Montag, 23. Juni 1997

23. Juni

"Du hast Streß mit Nils."
Das war keine Frage, das war eine Feststellung. Ich war mit Doris auf dem Vorplatz zusammengestoßen und nach ein paar Sekunden, ohne daß wir etwas gesagt hätten, hatte sie das gesagt.
"Laß mich in Ruhe, bitte!"
Und sie ließ mich in Ruhe. Fragte mich den ganzen Tag nicht ein einziges Mal. Wir redeten nur nach Notwendigste miteinander und ansonsten war Funkstille. Nils, Nils war auch da. Ich vermied es, ihn anzusehen. Nein, ich vermied es nicht nur, ich sah ihn nicht, ich sah ihn wirklich nicht. Ich schaute automatisch in eine andere Richtung. Ich wollte nicht seinem Blick begegnen.
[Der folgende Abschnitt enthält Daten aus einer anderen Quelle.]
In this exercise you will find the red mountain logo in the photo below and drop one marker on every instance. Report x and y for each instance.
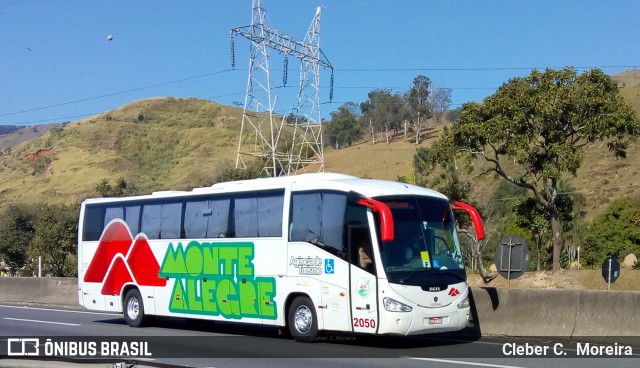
(120, 259)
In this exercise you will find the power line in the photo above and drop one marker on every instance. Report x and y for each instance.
(115, 93)
(475, 69)
(10, 3)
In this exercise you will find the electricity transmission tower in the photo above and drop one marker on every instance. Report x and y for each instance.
(283, 146)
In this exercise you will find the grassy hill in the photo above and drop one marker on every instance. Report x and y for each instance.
(169, 143)
(162, 143)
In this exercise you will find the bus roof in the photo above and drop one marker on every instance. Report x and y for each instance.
(302, 182)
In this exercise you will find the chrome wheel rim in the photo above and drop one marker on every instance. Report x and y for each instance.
(303, 319)
(133, 308)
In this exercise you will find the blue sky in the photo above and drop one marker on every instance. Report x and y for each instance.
(57, 65)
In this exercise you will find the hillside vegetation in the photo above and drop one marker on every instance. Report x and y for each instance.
(162, 143)
(169, 143)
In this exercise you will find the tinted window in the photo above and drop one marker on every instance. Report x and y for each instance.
(93, 223)
(258, 215)
(113, 213)
(151, 217)
(132, 218)
(171, 220)
(319, 218)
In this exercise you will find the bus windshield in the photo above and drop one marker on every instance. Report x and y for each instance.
(425, 242)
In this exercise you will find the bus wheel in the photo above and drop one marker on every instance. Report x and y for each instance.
(302, 320)
(133, 308)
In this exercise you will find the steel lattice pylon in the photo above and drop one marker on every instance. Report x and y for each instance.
(262, 134)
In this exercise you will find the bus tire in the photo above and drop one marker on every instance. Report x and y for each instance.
(302, 319)
(133, 308)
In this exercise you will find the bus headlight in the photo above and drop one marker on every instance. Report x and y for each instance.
(395, 306)
(464, 304)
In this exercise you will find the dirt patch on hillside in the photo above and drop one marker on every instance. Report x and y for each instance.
(575, 279)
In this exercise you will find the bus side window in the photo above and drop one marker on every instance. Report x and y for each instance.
(362, 249)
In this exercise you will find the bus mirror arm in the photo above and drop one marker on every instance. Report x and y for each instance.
(386, 218)
(473, 214)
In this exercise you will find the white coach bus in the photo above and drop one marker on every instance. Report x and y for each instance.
(313, 252)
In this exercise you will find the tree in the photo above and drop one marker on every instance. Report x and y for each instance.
(16, 232)
(419, 104)
(118, 190)
(542, 123)
(55, 238)
(344, 127)
(383, 110)
(614, 232)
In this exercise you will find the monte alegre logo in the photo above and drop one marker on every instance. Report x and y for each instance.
(121, 259)
(218, 278)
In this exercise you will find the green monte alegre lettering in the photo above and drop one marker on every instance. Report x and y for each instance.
(218, 279)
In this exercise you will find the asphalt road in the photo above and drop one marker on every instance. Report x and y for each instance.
(208, 344)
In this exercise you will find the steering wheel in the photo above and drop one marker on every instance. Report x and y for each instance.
(415, 262)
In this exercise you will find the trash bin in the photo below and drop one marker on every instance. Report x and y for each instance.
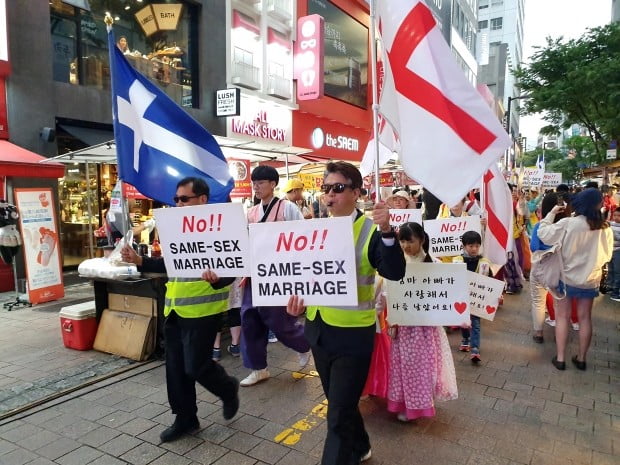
(78, 325)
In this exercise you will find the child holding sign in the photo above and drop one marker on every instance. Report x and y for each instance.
(478, 264)
(421, 365)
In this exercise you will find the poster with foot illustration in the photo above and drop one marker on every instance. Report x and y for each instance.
(41, 245)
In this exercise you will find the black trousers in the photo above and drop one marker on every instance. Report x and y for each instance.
(343, 375)
(189, 344)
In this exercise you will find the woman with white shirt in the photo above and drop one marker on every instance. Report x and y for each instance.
(586, 245)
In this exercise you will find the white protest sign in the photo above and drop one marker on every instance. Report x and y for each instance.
(552, 179)
(400, 216)
(445, 234)
(202, 237)
(484, 294)
(313, 259)
(430, 294)
(532, 176)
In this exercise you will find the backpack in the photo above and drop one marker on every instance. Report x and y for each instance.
(548, 270)
(511, 274)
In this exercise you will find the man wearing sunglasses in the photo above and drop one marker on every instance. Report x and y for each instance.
(193, 310)
(342, 338)
(257, 321)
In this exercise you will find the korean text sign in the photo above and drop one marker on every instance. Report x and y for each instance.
(484, 294)
(313, 259)
(430, 294)
(202, 237)
(445, 234)
(400, 216)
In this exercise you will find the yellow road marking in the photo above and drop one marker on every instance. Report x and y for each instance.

In den Pausen stellte ich mich zu Max und den anderen Leuten, so daß er gar nicht erst auf die Idee kommen konnte, mit mir reden zu wollen. Reden! Was wollte er denn mit mir reden? Was könnte er mir schon sagen? 'Tim, es tut mir leid, aber ich habe rausgefunden, daß ich doch nicht schwul bin und doch auf Mädchen stehe' Auf solchen Scheiß kann ich sehr gut verzichten. Ich könnte mich ohrfeigen, wie konnte ich nur auf diesen Typen so reinfallen? Wie konnte ich auf dieses Theater reinfallen? Die Schulstunden rauschten an mir vorbei. Ich bin sogar zum Training gegangen. Auch das rauschte an mir vorbei. Gottseidank teilte Dimitri Nils und mich nicht als Kampfpaarung ein.

Nach dem Training bin ich noch vor allen anderen losgerauscht. Ich bin sogar einen Umweg gefahren, um nicht an unseren Kreuzung vorbeizukommen. Warum gehe ich überhaupt noch zum Training? Warum mache ich diesen ganzen Unsinn überhaupt noch mit? Es hat doch sowieso alles keinen Sinn mehr. Nils. Ringen. Warum habe ich das alles überhaupt gemacht? Wollte ich Nils etwas beweisen? Wollte ich ihn beeindrucken? Wollte ich im einen Gefallen tun? Ich weiß es nicht mehr. Warum habe ich alle die Schmerzen ertragen? Die blauen Flecken, diese endlosen Trainingssessions? Weil verdammt noch mal ich sowieso nichts besseres zu tun hatte hier! Es ist doch nur noch alles zum Kotzen! Die einzigen Leute, die ich kenne, die einzigen Freunde, die ich habe sind alle vom Verein. Und da läuft mir Nils über den Weg. Immer. Ich will nicht mehr. Ich will gar nichts mehr. Ich will nur noch zu Hause bleiben. Nie wieder raus gehen. Nie wieder irgend jemanden sehen.